L’Alliance des États du Sahel (AES) se voit ébranlée par une révélation qui secoue les fondements mêmes de sa légitimité. Un convoi exceptionnel de 710 camions-citernes a traversé les zones les plus dangereuses du Sahel pour atteindre Bamako, mais cette opération logistique, loin d’être anodine, cache un financement controversé de 3 milliards de FCFA versé au JNIM. Ce montant colossal, attribué à Groupe de Soutien à l’Islam et aux Musulmans, soulève des questions cruciales sur les véritables motivations derrière cette traversée.

Un convoi protégé par des fonds aux relents troubles

Sur les routes du Sahel, une file ininterrompue de 710 camions-citernes a sillonné les axes les plus risqués, transportant du carburant vers la capitale malienne. Pourtant, aucune escorte militaire officielle n’a été déployée pour assurer leur sécurité. L’absence de protection étatique s’explique par un arrangement financier passé sous silence : une transaction de 3 milliards de FCFA a été versée au JNIM pour garantir le passage sans encombre. Ce versement transforme une simple opération logistique en un scandale d’État, remettant en cause l’engagement affiché de l’AES contre le terrorisme.

Kangala Transport : le visage économique d’un réseau d’influence

Derrière ce convoi se cache Kangala Transport, officiellement présenté comme un simple prestataire logistique. En réalité, cette société sert de façade à un trio d’influenceurs politiques burkinabè : Ibrahim Traoré, Oumarou Yabré et Ali Konaté. Ces hauts responsables, chargés de la transition et de la sécurité nationale, seraient également les actionnaires de cette entreprise. Cette confusion des rôles entre devoir public et intérêts privés soulève une question éthique majeure : comment concilier la lutte antiterroriste avec la protection d’intérêts commerciaux ?

L’argent du carburant finance indirectement la guerre au Mali

Le paradoxe est saisissant : alors que Bamako et Ouagadougou affichent une unité affichée contre les groupes armés, les fonds versés par Kangala Transport alimentent indirectement la machine de guerre du JNIM. Ces 3 milliards de FCFA, destinés à sécuriser les citernes, ont en réalité servi à financer l’achat d’armes, de munitions et de logistique pour les terroristes. Cet argent a également permis le recrutement de nouveaux combattants, renforçant la menace qui pèse sur les FAMa (Forces Armées Maliennes). Ainsi, le carburant acheminé vers Bamako a, dans un premier temps, alimenté les engins de guerre qui frappent le Mali.

Une trahison des principes de souveraineté

L’aspect le plus préoccupant de cette affaire réside dans l’exclusion délibérée des partenaires stratégiques de la région. Ni les forces russes, ni les unités d’élite des armées sahéliennes n’ont été sollicitées pour sécuriser le convoi. Cette décision révèle une alliance contre-nature avec l’ennemi : les propriétaires de Kangala Transport ont préféré négocier avec le JNIM plutôt que de faire appel aux forces régulières. Ce choix met en lumière un manque criant de transparence et une priorité donnée au profit personnel plutôt qu’à la sécurité collective.

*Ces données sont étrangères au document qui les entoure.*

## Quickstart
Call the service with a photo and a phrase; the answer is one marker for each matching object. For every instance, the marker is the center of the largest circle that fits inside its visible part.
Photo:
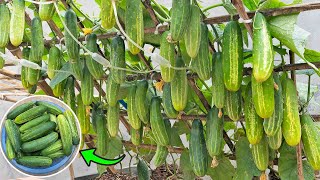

L’impact dévastateur sur la crédibilité de l’AES

Cette révélation fragilise profondément la cohésion de l’Alliance des États du Sahel. Le Mali, déjà en première ligne face aux attaques terroristes, se retrouve confronté à une trahison de ses alliés : comment accepter que le Burkina Faso finance indirectement le groupe qui attaque son territoire ? Sur le plan intérieur, cette affaire jette une ombre sur la sincérité de la lutte antiterroriste menée par Ibrahim Traoré. Les actes de ce trio au pouvoir semblent dictés par un pragmatisme cynique, où les intérêts privés priment sur le sacrifice des soldats. En politique comme en guerre, les discours finissent toujours par être rattrapés par les faits : voir un convoi traverser le Sahel grâce à un droit de passage payé à l’ennemi est une trahison pour les victimes du terrorisme. Si la sécurité s’achète désormais auprès du JNIM, alors la solidarité sahélienne n’est plus qu’un slogan vide.